Travel writing is one of my favorite genres. I love to read about other people’s adventures in places I may never see. I like traveling well enough, and I’ve been to some pretty awe-inspiring places, though I hate the part about getting there—especially if it involves a small plane. I don’t have a travel bucket list, and I would just as soon wake up in a campsite with an amazing view of the mountains somewhere in America as in a luxury hotel in a far-flung city.
Unfortunately, travel writing has a problem—one it shares with some fiction and other forms of non-fiction, because, by definition, it’s authored by people observing new places and cultures from the outside looking in. And they’re not always smart about it.
Writing about other people’s cultures is fraught. It always has been.
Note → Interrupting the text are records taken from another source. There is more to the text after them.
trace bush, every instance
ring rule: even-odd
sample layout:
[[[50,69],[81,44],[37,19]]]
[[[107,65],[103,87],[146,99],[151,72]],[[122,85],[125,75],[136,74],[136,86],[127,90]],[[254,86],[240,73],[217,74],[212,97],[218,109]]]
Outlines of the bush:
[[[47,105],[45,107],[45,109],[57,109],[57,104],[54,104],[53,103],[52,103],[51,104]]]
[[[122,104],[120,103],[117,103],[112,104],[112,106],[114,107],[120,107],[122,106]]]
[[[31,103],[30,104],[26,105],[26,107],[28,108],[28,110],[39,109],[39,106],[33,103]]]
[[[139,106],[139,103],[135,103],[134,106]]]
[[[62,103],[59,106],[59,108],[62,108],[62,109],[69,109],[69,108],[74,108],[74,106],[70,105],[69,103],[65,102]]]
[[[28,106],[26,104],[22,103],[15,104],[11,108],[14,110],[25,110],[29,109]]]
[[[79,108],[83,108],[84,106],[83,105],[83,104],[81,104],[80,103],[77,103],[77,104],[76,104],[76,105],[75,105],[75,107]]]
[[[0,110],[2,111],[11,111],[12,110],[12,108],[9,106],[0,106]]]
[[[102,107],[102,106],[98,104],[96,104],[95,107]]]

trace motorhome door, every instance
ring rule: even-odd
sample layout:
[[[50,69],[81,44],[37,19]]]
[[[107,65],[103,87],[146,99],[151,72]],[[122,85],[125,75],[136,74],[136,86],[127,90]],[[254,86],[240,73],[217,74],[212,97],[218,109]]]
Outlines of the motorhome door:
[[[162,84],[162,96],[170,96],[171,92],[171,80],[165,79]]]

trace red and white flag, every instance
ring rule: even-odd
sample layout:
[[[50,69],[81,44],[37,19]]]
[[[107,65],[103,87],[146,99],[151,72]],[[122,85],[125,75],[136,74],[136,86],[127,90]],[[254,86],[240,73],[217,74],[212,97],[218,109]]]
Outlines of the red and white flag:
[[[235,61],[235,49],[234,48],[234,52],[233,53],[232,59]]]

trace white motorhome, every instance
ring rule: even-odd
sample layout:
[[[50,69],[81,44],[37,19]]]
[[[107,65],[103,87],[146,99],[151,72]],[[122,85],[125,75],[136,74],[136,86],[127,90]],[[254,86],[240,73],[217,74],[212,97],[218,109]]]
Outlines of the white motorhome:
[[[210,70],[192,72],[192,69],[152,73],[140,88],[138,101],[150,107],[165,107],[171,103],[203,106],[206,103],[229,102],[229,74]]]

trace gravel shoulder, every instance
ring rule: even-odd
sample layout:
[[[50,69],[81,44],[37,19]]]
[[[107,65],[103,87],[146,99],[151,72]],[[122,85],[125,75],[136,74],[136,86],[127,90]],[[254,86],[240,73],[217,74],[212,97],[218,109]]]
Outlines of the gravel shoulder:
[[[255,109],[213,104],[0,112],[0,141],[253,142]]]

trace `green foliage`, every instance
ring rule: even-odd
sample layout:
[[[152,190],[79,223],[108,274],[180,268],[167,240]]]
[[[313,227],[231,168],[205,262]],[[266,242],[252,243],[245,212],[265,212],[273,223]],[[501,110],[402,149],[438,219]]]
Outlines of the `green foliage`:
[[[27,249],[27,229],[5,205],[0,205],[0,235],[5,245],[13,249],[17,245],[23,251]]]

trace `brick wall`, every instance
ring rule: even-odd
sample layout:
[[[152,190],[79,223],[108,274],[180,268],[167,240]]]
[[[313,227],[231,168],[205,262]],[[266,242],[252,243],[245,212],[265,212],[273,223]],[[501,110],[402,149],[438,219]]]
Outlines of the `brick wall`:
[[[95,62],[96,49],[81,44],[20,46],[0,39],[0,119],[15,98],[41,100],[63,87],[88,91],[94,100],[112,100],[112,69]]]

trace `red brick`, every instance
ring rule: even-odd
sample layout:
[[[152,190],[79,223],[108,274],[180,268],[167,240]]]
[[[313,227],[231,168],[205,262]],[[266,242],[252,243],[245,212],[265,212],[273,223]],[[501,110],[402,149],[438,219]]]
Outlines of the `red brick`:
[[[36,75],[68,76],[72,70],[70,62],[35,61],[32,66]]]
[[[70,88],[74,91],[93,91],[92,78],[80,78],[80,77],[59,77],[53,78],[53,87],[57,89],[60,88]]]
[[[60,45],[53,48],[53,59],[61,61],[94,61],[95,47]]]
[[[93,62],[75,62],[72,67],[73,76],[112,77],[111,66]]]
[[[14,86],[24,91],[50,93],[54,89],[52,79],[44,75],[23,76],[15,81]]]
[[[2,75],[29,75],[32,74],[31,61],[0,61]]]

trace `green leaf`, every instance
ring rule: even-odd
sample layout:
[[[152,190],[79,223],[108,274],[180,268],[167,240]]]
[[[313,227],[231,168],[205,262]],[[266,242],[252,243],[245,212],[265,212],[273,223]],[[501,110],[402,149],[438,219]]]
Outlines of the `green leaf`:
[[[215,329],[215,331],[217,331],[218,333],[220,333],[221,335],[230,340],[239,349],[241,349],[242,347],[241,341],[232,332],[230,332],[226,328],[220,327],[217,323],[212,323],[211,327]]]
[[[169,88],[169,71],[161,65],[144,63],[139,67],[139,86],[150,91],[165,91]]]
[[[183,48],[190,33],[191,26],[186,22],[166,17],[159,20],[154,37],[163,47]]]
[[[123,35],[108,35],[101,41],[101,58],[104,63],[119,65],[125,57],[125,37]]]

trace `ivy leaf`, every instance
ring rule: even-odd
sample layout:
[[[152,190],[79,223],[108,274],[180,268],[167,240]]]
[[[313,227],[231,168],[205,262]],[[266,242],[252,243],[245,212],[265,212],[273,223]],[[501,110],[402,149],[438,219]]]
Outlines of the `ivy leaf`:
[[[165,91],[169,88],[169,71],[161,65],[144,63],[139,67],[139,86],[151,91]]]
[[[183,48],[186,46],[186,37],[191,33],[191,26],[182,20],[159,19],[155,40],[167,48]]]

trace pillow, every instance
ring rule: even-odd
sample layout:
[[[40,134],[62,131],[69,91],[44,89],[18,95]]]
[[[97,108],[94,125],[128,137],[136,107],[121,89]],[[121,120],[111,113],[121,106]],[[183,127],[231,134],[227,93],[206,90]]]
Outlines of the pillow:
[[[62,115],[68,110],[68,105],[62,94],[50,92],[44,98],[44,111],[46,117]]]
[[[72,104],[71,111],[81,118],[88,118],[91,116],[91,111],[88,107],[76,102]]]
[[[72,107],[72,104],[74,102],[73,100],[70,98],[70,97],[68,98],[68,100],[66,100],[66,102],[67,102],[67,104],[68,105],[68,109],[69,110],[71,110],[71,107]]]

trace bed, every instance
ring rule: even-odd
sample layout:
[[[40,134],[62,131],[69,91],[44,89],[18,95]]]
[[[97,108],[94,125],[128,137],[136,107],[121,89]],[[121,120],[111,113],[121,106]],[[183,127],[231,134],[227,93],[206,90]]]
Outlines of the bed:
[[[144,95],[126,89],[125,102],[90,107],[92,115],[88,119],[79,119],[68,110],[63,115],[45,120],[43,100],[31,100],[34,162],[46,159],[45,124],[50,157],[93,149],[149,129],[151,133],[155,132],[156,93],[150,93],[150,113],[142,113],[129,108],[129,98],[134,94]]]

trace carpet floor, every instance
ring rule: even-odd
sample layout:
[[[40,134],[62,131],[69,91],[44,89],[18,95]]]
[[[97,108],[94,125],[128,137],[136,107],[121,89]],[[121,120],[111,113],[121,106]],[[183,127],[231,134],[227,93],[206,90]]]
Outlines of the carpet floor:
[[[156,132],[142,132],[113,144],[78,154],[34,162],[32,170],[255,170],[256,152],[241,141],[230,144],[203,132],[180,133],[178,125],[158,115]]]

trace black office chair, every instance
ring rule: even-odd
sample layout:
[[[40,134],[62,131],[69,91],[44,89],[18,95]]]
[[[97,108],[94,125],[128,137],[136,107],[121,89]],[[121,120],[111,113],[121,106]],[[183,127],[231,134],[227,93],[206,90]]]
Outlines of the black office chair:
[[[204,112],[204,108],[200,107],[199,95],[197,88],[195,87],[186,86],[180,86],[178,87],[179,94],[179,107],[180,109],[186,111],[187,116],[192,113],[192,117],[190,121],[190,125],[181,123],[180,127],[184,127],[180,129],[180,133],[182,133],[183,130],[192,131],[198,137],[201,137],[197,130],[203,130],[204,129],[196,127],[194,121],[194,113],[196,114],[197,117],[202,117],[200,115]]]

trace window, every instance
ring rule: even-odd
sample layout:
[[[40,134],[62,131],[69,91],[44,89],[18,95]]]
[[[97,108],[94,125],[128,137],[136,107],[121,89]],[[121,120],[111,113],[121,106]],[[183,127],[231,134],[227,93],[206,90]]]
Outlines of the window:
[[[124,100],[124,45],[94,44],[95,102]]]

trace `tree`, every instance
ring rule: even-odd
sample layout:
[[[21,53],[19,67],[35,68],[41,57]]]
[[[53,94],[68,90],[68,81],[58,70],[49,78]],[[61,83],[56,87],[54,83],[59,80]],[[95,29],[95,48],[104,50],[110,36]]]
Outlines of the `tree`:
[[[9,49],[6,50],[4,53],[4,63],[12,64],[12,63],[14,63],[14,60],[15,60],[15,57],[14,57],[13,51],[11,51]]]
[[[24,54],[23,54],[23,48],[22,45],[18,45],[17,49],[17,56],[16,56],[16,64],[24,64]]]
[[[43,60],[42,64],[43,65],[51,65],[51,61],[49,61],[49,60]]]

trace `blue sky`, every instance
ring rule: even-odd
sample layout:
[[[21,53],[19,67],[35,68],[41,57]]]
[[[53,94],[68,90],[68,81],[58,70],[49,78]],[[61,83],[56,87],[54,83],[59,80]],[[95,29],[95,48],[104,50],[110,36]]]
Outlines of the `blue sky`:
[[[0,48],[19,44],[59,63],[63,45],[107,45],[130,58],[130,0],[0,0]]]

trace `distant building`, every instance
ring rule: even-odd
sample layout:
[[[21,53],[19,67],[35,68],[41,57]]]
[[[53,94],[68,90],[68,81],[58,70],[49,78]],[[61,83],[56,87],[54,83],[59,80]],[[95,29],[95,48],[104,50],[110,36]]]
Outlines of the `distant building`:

From the racist depictions of Africans by early European explorers to the controversy over the 2020 border novel American Dirt, we’re becoming more sensitive to and aware of the problems with reading about people and places as reported upon by outside observers. The entire field of anthropology is struggling to figure out how to move beyond the roots of colonialism that taint its work. The famous anthropologist Franz Boas coined the term “cultural relativism” to address the idea that, as Oxford Reference puts it, “there is no universal standard to measure cultures by, and that all cultures are equally valid and must be understood in their own terms.”
If you’re writing from outside a culture, it’s well-nigh impossible to “understand it in its own terms.”
Concerns about outsiders documenting others’ cultures really hit home for me a few years ago when I picked up the bestselling novel The Bookseller of Kabul by Åsne Seierstad. I gravitate toward books about Afghanistan because we have friends who came to the U.S. as Afghan refugees. We’ve spent countless hours with them over the past seven years, helping them with American culture, rules, and Paperwork with-a-capital-P, sharing our holiday traditions, and reaping from them the benefits of abundant meals, celebrations, and perhaps most important of all, insights into what it means to live in poverty in our own city.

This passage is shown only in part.